I will begin by telling you to always, always be proud of your patronymic name. To be proud of it every day and every minute of your life. You make me think of your Daddy, who, as I know, keeps on defining your world significantly. He will always be a big part of how I remember you forever. I will tell you why.

I am an extremely-shy person. My world is quiet unless made loud, and it gets loud and messy on days and seasons when I am hurt. Sometimes, I am the one who chooses to make or keep it loud by holding onto what hurts for longer than I should. Doing it that way has taken its toll on me. For the same reason, I will not recommend it to anyone.

I remember the day you invited me home to spend Onam with your ever-loving family a year back. It was a time when I was weighed down by hurting feelings. I remember bringing myself to your home, far from the cliche of dressing in a saree on a typical Thiruvonam day- I wore a short dress. The moment I got out, you exclaimed, “You look so lovely!”. I still don’t understand why you kept screaming the word “lovely” at the top of your lungs at least fifty times that day. I also don’t know how one celebrates something this way even when they don’t have anyone to team up with, without minding it.

A few months before I came to your home that day, I carried the hurt from hearing a comment from a friend of mine when I took a photo when we went out one day- it stayed with me more than it should have if I knew I was doing was for me. The moment I started clicking everyone’s pictures, and after taking a look at the pictures, you started telling me how I have an eye for moments and capture them as photographs. I have heard compliments for clicking pictures and have heard them after that incident with my friend too, but none of those really got into me. But that day, when it came from someone I love, like you, I started to believe it again.

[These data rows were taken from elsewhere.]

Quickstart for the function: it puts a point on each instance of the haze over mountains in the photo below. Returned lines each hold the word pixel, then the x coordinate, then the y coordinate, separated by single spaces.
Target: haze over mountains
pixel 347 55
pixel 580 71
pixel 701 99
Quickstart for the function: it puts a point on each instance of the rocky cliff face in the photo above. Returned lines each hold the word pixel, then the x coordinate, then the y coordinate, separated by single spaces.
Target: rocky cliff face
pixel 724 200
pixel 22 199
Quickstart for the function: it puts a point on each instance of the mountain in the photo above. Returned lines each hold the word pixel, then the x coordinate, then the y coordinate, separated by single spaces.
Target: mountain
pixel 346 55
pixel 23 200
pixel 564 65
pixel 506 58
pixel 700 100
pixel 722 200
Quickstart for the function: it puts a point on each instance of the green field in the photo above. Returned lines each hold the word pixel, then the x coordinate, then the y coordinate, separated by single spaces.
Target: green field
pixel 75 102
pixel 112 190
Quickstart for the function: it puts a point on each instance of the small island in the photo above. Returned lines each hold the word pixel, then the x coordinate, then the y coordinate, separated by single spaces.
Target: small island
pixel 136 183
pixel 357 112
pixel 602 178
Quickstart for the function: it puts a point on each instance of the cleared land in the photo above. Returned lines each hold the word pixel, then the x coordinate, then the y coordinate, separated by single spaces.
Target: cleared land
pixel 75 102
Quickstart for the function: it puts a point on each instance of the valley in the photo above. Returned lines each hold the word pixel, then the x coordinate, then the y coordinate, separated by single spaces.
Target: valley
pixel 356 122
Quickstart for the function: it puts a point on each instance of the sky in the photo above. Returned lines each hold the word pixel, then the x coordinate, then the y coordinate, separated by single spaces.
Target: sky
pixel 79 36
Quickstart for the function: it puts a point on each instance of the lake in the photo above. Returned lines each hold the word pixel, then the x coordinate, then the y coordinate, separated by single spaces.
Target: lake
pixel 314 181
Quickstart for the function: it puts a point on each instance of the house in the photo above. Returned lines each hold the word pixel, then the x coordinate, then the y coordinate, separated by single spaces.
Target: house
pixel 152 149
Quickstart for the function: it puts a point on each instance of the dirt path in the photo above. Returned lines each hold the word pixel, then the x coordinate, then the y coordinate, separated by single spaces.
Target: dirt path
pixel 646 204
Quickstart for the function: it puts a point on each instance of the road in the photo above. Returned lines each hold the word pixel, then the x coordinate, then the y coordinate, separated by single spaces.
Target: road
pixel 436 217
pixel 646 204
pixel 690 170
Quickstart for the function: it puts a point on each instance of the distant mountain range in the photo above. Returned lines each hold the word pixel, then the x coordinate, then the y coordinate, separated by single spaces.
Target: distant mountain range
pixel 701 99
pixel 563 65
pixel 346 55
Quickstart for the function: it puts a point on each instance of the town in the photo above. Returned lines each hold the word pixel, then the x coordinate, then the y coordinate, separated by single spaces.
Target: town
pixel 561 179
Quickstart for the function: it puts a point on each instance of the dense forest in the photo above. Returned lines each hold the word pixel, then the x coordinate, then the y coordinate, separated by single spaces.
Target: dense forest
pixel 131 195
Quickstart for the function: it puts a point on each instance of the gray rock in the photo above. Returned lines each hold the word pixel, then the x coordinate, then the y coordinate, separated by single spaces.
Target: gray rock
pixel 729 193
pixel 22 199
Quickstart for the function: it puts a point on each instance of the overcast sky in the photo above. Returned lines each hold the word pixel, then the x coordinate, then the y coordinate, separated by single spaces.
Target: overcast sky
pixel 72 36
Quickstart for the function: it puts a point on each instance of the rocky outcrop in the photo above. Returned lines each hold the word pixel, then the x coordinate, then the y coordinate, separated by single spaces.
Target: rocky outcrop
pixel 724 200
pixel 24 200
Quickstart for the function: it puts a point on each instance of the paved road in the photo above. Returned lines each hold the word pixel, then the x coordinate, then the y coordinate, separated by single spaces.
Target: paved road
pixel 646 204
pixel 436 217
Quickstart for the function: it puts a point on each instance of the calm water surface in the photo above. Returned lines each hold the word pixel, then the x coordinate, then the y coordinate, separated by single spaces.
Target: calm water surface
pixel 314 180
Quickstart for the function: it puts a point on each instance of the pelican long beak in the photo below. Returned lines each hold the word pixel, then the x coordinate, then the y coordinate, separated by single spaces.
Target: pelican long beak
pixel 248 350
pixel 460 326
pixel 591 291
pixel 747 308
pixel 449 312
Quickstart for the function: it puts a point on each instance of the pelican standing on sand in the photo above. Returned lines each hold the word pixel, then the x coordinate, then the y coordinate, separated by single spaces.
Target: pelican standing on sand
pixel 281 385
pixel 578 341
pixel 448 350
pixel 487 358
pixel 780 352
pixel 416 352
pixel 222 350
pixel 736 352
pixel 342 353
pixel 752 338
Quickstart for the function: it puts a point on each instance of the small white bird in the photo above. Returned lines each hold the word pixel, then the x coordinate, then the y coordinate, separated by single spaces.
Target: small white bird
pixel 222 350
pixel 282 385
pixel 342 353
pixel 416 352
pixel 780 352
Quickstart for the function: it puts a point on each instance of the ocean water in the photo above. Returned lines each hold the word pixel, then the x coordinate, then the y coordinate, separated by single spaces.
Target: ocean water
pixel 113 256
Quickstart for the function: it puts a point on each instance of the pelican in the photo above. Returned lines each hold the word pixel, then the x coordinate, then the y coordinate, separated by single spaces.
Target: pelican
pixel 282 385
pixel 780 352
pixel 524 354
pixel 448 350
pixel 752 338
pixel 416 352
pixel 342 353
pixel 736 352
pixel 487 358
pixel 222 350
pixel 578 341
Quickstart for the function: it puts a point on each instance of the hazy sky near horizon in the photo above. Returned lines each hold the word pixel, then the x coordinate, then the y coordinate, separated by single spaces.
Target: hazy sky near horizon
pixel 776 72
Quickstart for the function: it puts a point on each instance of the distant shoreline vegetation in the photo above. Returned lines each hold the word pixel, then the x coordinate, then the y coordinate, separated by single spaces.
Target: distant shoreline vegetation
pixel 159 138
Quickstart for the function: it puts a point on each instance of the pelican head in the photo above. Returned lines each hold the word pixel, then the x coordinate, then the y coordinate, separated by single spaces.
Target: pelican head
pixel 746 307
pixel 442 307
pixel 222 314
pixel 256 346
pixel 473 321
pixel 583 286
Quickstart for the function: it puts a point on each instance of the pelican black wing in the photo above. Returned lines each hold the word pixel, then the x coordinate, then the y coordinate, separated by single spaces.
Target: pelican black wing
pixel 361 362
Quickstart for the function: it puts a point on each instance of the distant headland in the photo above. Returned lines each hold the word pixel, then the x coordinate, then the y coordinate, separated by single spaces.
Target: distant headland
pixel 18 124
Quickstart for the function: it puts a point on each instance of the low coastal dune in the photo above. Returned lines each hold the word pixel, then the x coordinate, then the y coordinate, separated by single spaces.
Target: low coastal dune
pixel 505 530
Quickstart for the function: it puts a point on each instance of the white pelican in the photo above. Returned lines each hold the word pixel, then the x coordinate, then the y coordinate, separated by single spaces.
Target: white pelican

On another note, I remember the long message you sent on my birthday before meeting me, how you told me that you wanted to meet me even when you don’t meet people that often, how you asked me not to tell anyone that I’m a writer after reading a snippet I wrote, how you told me that something in you tells you that I will be a good teacher, how you introduced me saying that I like to click pictures to one of your relatives when I came home the second time when Daddy passed away. All your loving words have stayed with me because it has always made me feel genuinely special.

I am always in awe of how you compliment people and I think I’ll always be. Of how you tell them what you feel, not once, but over and over until they start believing it. You give them no choice, really. And, I’ve always remembered you this way ever since I started seeing you this way, as an epitome of how to compliment people for what you see in them, each time more generously than before.

Last time while you were driving me to drop me at the bus stand after when I showed up at your door unannounced, you were casually talking about Daddy, and how he was always generous in giving compliments. How he never failed to compliment the way you sing. I remember thinking this is when she must know I think of her the same way. So I told you that’s how you are- always like your Daddy, so engulfing with your love, generous with the compliments you give out, and heartening with your presence.

I am sure that you make your Daddy proud every day. And I am even more sure that you will believe it without doubting from this very moment because you are that person who is so grateful for every little thing that comes your way. So take this compliment and let it stay somewhere in your big heart.

If I have anything to tell you, it is this- never stop telling people how you see them. Because you see them in a light people rarely notice when they look at another person. Knowing that changes their world and makes it so big!